Review of "Apache Hadoop YARN: Yet Another Resource Negotiator"
YARN is the next generation of Hadoop compute platform. It departs from the original monolithic architecture by separating resource management functions from the programming model, and delegates many scheduling-related functions to per-job components.
To address some of the multi-tenency issues, Yahoo! developed Hadoop on Demand (HOD), which used Torque and Maui to allocate Hadoop clusters on a shared pool of hardware, and works together with JobTracker and TaskTracker. But it suffers from middling resource utilization because it has too little information to make intelligent decisions about resource allocation. Also JobTracker did a poor job on fault tolerance/recovery, which also makes the development of YARN necessary. Several notable targets of YARN also include secure and auditable operation, multiple diverse framework support similar to Mesos, Flexible Resource Model ,and Backward compatibility to avoid "second version syndrome".

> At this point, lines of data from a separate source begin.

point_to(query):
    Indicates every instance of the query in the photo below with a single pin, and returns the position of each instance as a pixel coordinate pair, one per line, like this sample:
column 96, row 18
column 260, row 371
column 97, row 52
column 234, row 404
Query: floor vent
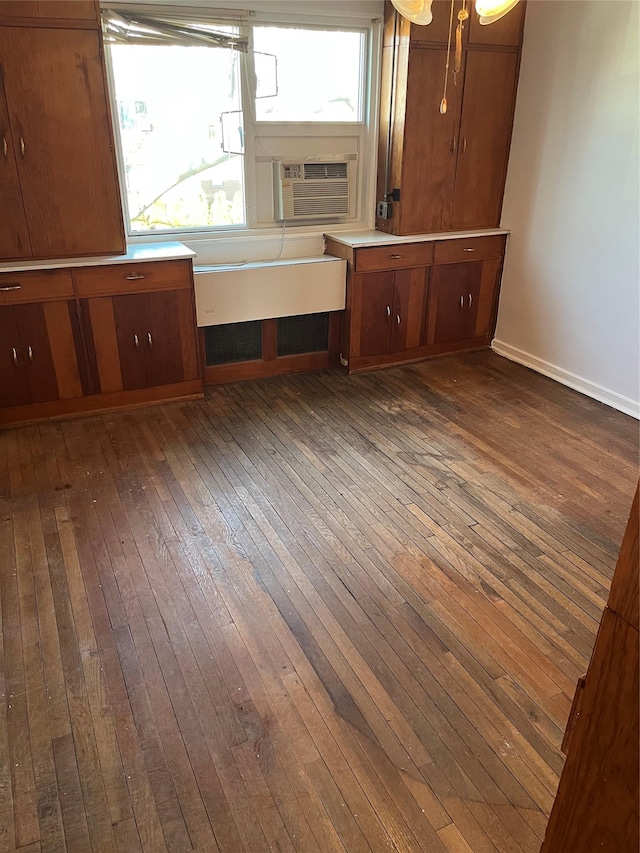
column 233, row 342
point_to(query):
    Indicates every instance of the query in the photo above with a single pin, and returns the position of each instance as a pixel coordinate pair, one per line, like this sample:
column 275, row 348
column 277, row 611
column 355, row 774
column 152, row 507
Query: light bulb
column 492, row 10
column 416, row 11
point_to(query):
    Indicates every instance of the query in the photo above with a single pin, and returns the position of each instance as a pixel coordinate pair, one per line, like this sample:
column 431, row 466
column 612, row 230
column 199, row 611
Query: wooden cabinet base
column 100, row 403
column 374, row 362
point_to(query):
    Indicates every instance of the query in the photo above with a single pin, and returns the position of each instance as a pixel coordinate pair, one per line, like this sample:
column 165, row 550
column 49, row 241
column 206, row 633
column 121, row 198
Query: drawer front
column 133, row 278
column 473, row 249
column 399, row 256
column 35, row 286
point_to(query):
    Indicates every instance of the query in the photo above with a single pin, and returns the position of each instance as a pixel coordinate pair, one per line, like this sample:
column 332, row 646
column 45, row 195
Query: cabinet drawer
column 473, row 249
column 133, row 278
column 398, row 256
column 35, row 286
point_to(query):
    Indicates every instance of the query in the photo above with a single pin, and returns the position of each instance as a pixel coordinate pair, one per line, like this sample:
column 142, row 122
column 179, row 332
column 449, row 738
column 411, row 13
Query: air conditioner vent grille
column 320, row 171
column 320, row 206
column 317, row 189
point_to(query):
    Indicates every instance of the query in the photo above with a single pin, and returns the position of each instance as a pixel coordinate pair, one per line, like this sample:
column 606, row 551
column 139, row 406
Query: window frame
column 260, row 135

Main components of YARN are one Resource Manager (RM), a set of Node Managers (NM), one on each node, and a set of framework specific Application Managers (AM) which negotiate resources with the RM. RM runs as a daemon on a dedicated machine and acts as the central authority arbitrating resources among various competing applications in the cluster. This enables fairness, capacity, and locality across tenants. To obtain containers, which is a logical bundle of resources like <2GB RAM, 1 CPU>, AM issues resource requests to the RM, this request also include the number of required containers, specification of locality preferences and priority of requests within the application. RM will attempt to satisfy the resource requests and generate a lease for the resource, which will be pulled by a subsequent AM heartbeat. The AM will then present the token to NM to obtain the container. All containers (including AMs) in YARN is described by a container launch context (CLC). Which includes a map of env variables dependencies stored in remotely accessible storage, security tokens, payloads for NM services and the command necessary to create the process. This serves as a descriptor for NM to start a container. Similar to Mesos, YARN didn't do much on fault tolerance. It mainly delegates it to application specific AMs.
Will this paper be influential in 10 years? Maybe, considering the large market share of Hadoop, and YARN does solve a lot of issues identified in Hadoop 1.0.